The first day of school in our house is not so much the celebration of the new school year's birth as it is the funeral of the lovely summer.
It's been too cold to swim for a while, but the cool off didn't mean dialing back the fun. No. It really meant it was no longer too hot to run screaming through the neighborhood like a stray dog squirted by the resident skunk or to grind forward up that hill on a bike to turn around and whoosh back down with a whoop of glory.
I, who had been keeping little noses to the grindstone all summer long, relented after the boys' cousin departed. It was just too sad to keep pushing. The two flourished those last two weeks--both growing out of shorts and shirts just in time for school. At the end of each day as the sun's last rays glistened on the paint-stripped metal bars of the jungle gym, their father and I corralled the boys into the house like sheepdogs nipping at the heels of the sheep (or “its” closing in for the tag). The bleating boys romped circuits over the playground finally tumbling sullenly through the screen door claiming sudden exhaustion and may never have made it upstairs to the bathtub without Daddy's arms hoisting them upward by the elbows and my shoulders propelling them onward by the butt.
Once stripped and deposited in the tub, the boys shivered, surrounded by their own cloud of filth--or topsoil as it may be. Daddy and I pondered whether the expression "from dust to dust," was really appropriate. It would appear, from the state of the tub, that "from dust to mud" was far more apt. And so began the pre-bath rinse. After what seemed like millennia, a primordial flood of the bathroom, and half a bottle of Old Spice scented “man soap,” they came out far shinier than they went in, and it was time for the nightly wrangle over going to bed, exacerbated by the absence of melatonin and the void of a place to be in the morning. In all the wrestling that ensued, we managed to sneak in much snuggling, a bedtime snack, some bedtime books (long ones, by choice of the big one), and perhaps a bed movie (or two). As the big one wanted Daddy, the little one wanted Mommy, Mommy wanted her own bed, and Daddy wanted peace, we played musical beds all night long, finally concluding that the four of us could no longer populate a queen-size bed comfortably (although some no-longer-little-enough boys would have liked to keep trying)!
In the misty morning of the next day, we descended in turns from our various resting places to, by the time I got there, cuddles and puddles (of juice, pee, or what have you), spilled cereal, eggs (still whole, thank you, Lord!) left on the counter for Mom to cook, and missing Wii-motes. Despite my aspirations to be a loving, peaceful mother, I fear that, in those pre-caffeinated moments, I met it all with general gasps of exasperation like, "Must you actually step on your brother's head on the way here? Couldn't you choose a foot?" to the one and, "Well, he couldn't step on your head if you would sit up!" to the other.

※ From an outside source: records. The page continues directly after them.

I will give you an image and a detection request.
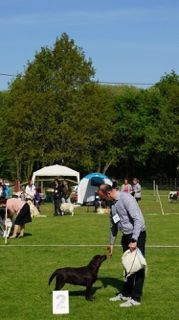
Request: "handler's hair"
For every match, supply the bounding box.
[99,184,113,195]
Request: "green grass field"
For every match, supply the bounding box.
[0,190,179,320]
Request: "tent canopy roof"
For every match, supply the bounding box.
[32,164,80,183]
[84,172,108,180]
[77,172,112,204]
[82,172,110,186]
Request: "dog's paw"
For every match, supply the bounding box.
[86,296,94,301]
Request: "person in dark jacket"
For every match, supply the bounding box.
[53,179,63,216]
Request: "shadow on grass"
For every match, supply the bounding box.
[99,276,123,292]
[49,277,123,298]
[49,285,104,299]
[69,285,103,297]
[23,232,32,237]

Yes, I am sorry to see these last weeks end, sorry to pack lunches instead of beach buckets, backpacks instead of travel packs. And as I crane my neck to glimpse the last vestiges of summer before it disappears from view forever to the tinkling accompaniment of the ice cream truck whose cola-flavored brown ice cream fakes the kids out for chocolate every time, a brisk breeze catches the hair on the back of my neck and beckons me to consider autumn. After all, the best may be yet to come.